Miranda’s imprisonment explores the mind-body problem in a digital age. Her realization that she has been “trapped inside of the Altus Space for, I think, weeks now?” (365) literalizes the dangers of a reality divorced from physical embodiment. Her body is maintained by unseen forces while her consciousness is confined to a simulated prison. Her methodical approach to “working the problem” (324) highlights critical thinking and agency as acts of resistance against a system designed for passive consumption. Her situation stands in stark contrast to Andy’s willing immersion in the Space, where he finds the technology seductive even as he plots its downfall. This juxtaposition illustrates a spectrum of digital experience, from forced imposition to voluntary addiction, interrogating whether a meaningful distinction exists when the outcome is a loss of connection to the physical world.

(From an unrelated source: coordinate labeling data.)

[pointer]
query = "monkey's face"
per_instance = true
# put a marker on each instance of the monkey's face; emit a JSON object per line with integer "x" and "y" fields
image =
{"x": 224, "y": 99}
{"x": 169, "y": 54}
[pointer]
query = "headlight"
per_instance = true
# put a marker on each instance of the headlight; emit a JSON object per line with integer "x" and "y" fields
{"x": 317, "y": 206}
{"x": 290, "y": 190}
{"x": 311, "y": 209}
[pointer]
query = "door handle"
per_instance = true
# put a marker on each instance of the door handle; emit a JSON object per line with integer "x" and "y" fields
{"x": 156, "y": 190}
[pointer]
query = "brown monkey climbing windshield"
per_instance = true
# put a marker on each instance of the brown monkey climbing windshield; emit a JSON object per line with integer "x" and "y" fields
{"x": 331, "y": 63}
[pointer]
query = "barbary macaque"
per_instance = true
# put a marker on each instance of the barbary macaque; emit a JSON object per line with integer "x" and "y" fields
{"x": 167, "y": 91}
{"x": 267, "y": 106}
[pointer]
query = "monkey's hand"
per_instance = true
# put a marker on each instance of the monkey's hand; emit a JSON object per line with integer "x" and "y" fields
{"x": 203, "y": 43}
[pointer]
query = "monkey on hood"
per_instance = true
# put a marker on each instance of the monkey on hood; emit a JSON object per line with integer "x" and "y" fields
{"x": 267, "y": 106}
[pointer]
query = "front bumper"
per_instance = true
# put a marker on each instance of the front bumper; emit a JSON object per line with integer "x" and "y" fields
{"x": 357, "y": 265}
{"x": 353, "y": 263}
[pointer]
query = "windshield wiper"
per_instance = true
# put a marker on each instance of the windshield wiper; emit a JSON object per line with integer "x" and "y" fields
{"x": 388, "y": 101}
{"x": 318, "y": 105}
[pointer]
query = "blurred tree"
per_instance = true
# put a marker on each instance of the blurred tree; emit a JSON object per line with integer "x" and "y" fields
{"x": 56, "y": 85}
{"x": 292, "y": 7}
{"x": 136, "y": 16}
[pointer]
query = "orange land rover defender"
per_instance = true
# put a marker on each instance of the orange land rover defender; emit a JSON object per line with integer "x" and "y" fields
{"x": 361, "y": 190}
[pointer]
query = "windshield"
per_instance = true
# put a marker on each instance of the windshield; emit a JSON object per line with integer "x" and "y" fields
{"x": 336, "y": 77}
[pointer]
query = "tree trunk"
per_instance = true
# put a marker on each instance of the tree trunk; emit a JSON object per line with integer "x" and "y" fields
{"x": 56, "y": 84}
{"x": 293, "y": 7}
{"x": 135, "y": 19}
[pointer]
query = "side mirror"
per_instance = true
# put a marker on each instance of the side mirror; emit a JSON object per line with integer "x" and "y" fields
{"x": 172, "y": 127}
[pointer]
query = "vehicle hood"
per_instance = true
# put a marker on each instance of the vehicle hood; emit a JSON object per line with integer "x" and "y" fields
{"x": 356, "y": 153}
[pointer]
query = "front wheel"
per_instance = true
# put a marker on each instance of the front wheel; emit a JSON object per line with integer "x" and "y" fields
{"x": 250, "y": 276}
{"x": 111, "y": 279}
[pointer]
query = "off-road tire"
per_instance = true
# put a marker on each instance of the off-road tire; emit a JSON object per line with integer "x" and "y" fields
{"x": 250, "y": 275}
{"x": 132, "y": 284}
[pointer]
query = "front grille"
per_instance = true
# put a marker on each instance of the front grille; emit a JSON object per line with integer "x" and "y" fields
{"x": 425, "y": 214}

Carl’s character embodies a complex form of utilitarian logic, functioning as a necessary but morally ambiguous power in the world of the novel. Their use of The Book of Good Times represents a decentralized, subtle influence, offering “little nudges” that respect individual agency. Yet, Carl’s admission that they allowed the near-fatal attack on Maya as a calculated risk, deeming it necessary to impress upon the group the severity of the threat, complicates the credibility of non-human guidance on human life. Carl justifies their actions through their definition of authority: “Power is just a lack of constraint” (358). Carl operates beyond human ethical frameworks, making decisions on a systemic level where individual lives are variables in a larger equation. They are neither good nor evil, but a force of radical pragmatism whose goal is the preservation of the human system, even at the cost of some individuals within it. This perspective positions Carl as a mirror to their brother; while the brother seeks to control through totalizing force, Carl seeks to guide through calculated, and sometimes brutal, intervention.